Minderjährige Kinder
Auch ein minderjähriges Kind kann Erbe und Erbin sein. Es wird dann bei der Annahme des Erbes allerdings durch die gesetzlichen Vertreter:innen vertreten.
Was passiert, wenn es keine Verwandten gibt?
Wer erbt, wenn es keine Verwandten gibt, ist klar geregelt, denn letztlich erbt dann der Staat. Das aber auch nur, wenn niemand aus den Ordnungen oder aus dem Testament eingesetzt ist. Auch wenn alle Erben und Erbinnen die Erbschaft zum Beispiel wegen Überschuldung ausgeschlagen haben, erbt das Bundesland, in dem der Erblasser oder die Erblasserin zum Zeitpunkt des Todes seinen Wohnsitz oder gewöhnlichen Aufenthalt hatte. Wenn die verstorbene Person vor dem Tod im Ausland lebte oder kein Wohnsitz feststellbar ist, erbt der Bund.
Erbe ausschlagen
Damit du dich mit einem Erbe nicht selbst überschuldest, hast du das Recht, ein Erbe auszuschlagen. Um die finanzielle Situation des Erblassers oder der Erblasserin zu prüfen, gibt dir der Gesetzgeber 6 Wochen Zeit. Übrigens: Wenn du ein Erbe ausschlägst, entfällt meistens auch der Pflichtteil. Das Erbe fällt dann dem oder der Nächsten in der Erbfolge zu. Wenn alle Erbberechtigten das Erbe ausschlagen, fällt es an den Staat, der bei offensichtlicher Überschuldung das Erbe auch ausschlägt. Ausnahme: Wenn das Erbe beschwert ist, z.B. durch bestimmte Auflagen, kannst du deinen Pflichtteil einforden und das Erbe dennoch ausschlagen.

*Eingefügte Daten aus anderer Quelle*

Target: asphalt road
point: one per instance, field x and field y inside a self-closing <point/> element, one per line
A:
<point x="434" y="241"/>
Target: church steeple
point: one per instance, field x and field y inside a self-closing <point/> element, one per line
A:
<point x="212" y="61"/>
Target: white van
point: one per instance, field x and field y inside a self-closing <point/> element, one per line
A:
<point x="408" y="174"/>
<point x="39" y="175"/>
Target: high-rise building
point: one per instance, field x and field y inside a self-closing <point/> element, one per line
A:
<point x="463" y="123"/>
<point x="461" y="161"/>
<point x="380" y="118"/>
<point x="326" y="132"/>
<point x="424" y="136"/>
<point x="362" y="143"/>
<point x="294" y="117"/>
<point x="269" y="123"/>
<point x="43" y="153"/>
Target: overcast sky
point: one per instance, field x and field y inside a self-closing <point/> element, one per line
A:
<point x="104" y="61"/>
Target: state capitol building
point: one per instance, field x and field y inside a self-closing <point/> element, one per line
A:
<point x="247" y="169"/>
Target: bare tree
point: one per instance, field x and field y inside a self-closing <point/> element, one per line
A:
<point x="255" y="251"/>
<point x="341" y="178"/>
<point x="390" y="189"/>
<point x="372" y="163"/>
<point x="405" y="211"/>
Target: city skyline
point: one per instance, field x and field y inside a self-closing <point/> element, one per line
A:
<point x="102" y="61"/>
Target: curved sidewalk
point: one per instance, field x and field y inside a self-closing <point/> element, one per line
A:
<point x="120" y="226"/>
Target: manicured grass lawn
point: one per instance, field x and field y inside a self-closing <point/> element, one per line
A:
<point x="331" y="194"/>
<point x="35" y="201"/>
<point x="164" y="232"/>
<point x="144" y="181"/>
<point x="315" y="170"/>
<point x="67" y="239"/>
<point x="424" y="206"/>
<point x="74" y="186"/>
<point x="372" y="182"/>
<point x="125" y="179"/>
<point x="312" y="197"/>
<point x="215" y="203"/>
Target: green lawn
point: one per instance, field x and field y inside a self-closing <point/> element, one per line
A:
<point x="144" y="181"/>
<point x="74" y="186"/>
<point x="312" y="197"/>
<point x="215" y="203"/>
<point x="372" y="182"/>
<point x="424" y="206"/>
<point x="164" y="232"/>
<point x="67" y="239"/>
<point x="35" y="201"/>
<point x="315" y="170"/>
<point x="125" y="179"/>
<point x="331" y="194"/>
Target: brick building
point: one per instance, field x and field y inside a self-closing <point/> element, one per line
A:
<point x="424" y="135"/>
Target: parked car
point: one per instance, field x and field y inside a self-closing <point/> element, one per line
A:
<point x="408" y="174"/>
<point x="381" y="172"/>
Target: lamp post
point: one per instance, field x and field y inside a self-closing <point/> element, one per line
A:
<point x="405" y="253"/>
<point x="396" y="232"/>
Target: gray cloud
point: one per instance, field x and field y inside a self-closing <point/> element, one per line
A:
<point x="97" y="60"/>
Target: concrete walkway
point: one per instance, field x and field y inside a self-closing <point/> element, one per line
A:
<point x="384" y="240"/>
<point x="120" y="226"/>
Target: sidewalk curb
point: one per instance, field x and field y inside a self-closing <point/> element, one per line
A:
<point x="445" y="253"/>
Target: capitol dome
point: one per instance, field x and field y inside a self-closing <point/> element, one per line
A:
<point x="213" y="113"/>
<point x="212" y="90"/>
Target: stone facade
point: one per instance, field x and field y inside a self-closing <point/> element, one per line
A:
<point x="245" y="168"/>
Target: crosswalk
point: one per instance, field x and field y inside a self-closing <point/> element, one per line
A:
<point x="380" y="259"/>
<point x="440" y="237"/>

Fazit: Ohne Testament entscheidet das Gesetz – mit klaren Regeln & Prioritäten
Wenn kein Testament oder Erbvertrag vorliegt, regelt die gesetzliche Erbfolge detailliert, wie der Nachlass eines verstorbenen Menschen verteilt wird. So wird sichergestellt, dass die nächsten Verwandten und der oder die überlebende Ehepartner:in angemessen berücksichtigt werden. Ein individuelles Testament oder ein Erbvertrag bieten jedoch die persönlichere Möglichkeit, den Nachlass zu regeln und potenzielle Streitigkeiten zu vermeiden. Es ist wichtig, sich frühzeitig mit den rechtlichen Rahmenbedingungen vertraut zu machen und gegebenenfalls rechtlichen Rat einzuholen, um den Nachlass bestmöglich zu regeln und die eigenen Wünsche und Vorstellungen umzusetzen.
Warum die rechtzeitige Nachlassplanung wichtig ist
Die Regelung des Nachlasses ist eine wichtige und persönliche Angelegenheit, die man nicht auf die lange Bank schieben sollte. Mit einem Testament oder einem Erbvertrag kannst du deinen letzten Willen festlegen und deinen Angehörigen Klarheit und Sicherheit geben, ohne auf die gesetzliche Erbfolge angewiesen zu sein. Je nach Lebenssituation und Wünschen kann die passende Form der Nachlassregelung gewählt werden. Und für mehr Informationen zu Themen wie der Vorsorgevollmacht, Bestattungskosten und Testamentsvollstreckung, lies weiter.
FAQ – Häufig gestellte Fragen
Was ist die gesetzliche Erbfolge?
Die gesetzlich festgelegte Reihenfolge, in der Verwandte erben, wenn kein Testament vorliegt.
Wer erbt, wenn kein Testament vorhanden ist?
Zuerst Kinder und Ehepartner:innen, danach Eltern, Geschwister und weitere Verwandte.
Wie viel erbt mein Ehepartner oder Ehepartnerin?
Je nach Familienstand und Güterstand – z.B. 1/2 bei einer Zugewinngemeinschaft mit Kindern.
Erben Enkelkinder direkt?
Nur, wenn deren Eltern (also die Kinder des Erblassers oder der Erblasserin) bereits verstorben sind.
Was passiert, wenn es keine Erb:innen gibt?
Dann erbt der Staat – aber nur als letzte Instanz.